Ninguno de estos sub-polos opositores ha presentado al país una propuesta concreta para ensanchar las posibilidades de triunfo en más gobernaciones y Alcaldías.

Hablan de métodos, pero nunca de fines, objetivos y programas. El mejor método es partir del respeto a liderazgos verificados por las encuestas y los apoyos sociales, como el de Manuel Rosales en Zulia o Falcón en Lara. Pero el afán hegemónico ciega a quienes prefieren derrumbar a un posible ganador si no es de su parcela.

La división es una operación de las cúpulas. Ya no existen los motivos aducidos para tirarle la puerta a un opositor por dialogar con el gobierno ni para prédicas que asocien el voto a traición, complicidad o colaboracionismo. Toda la oposición, con la explicable ausencia de quienes acomodan su política a un falso juicio moral, está participando en las elecciones. Y eso es un avance, aunque se tarde en reconocer que es parte de una clara rectificación de estrategia, antes que de la satisfacción de las condiciones para participar.
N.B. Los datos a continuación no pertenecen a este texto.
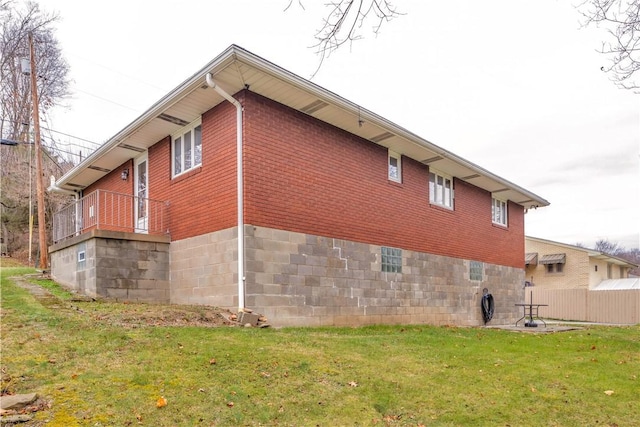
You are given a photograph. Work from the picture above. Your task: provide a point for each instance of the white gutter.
(53, 188)
(211, 83)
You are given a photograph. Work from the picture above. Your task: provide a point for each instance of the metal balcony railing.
(107, 210)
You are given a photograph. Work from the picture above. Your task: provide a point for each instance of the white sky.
(513, 86)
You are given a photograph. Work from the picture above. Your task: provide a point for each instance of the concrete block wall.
(305, 280)
(204, 269)
(124, 266)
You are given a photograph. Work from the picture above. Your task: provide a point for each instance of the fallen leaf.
(161, 402)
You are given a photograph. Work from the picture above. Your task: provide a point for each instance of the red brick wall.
(204, 199)
(306, 176)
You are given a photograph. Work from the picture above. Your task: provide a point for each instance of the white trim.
(441, 197)
(192, 161)
(141, 223)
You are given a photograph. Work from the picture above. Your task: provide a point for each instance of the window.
(441, 190)
(187, 148)
(476, 269)
(395, 167)
(555, 268)
(391, 260)
(499, 211)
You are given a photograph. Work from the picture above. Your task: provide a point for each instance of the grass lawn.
(98, 364)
El realismo político le ganó a la política basada en cuentos y falsas expectativas. Hoy pasar la página implica aceptar que el G4 no es la única oposición. El acuerdo entre los componentes de una de las partes de la oposición es apenas una dimensión de la unidad, pero no une a lo diverso ni asegura el objetivo principal de movilizar una mayoría que le gane al régimen. No abarca a otros actores no políticos ni suma apoyos más allá de los menguantes electores cautivos.

Si no es democrática, la unidad pasa a ser la imposición autoritaria al país de una simulación. Simulacro que cada uno de los sub polos opositores perpetra a conciencia de que es un salto hacia el desastre.

Debemos abandonar los relatos sesgados sobre la unidad, sustento de la guerra existencial opositora. La unidad necesaria supone armisticio y aproximación entre fracciones con visiones y perspectivas diferentes. Es la condición no electoral para convertir la lucha electoral en herramienta para la transición.

Mientras no surja una verdadera política unitaria, aumentará, paradójicamente, la
fragmentación para reclamarla.

Los electores comenzarán a mirar hacia la formación de terceras opciones liberadas del cepo de la sub-polarización y que eviten que en la oposición se repita el desmoronamiento del régimen, cuyos seguidores desencantados nutren el universo de los NI NI.

Si los partidos no superan el vacío unitario la sociedad encontrará los medios para satisfacer el más amplio entendimiento para reconstruir a Venezuela. Ya hay unas señales.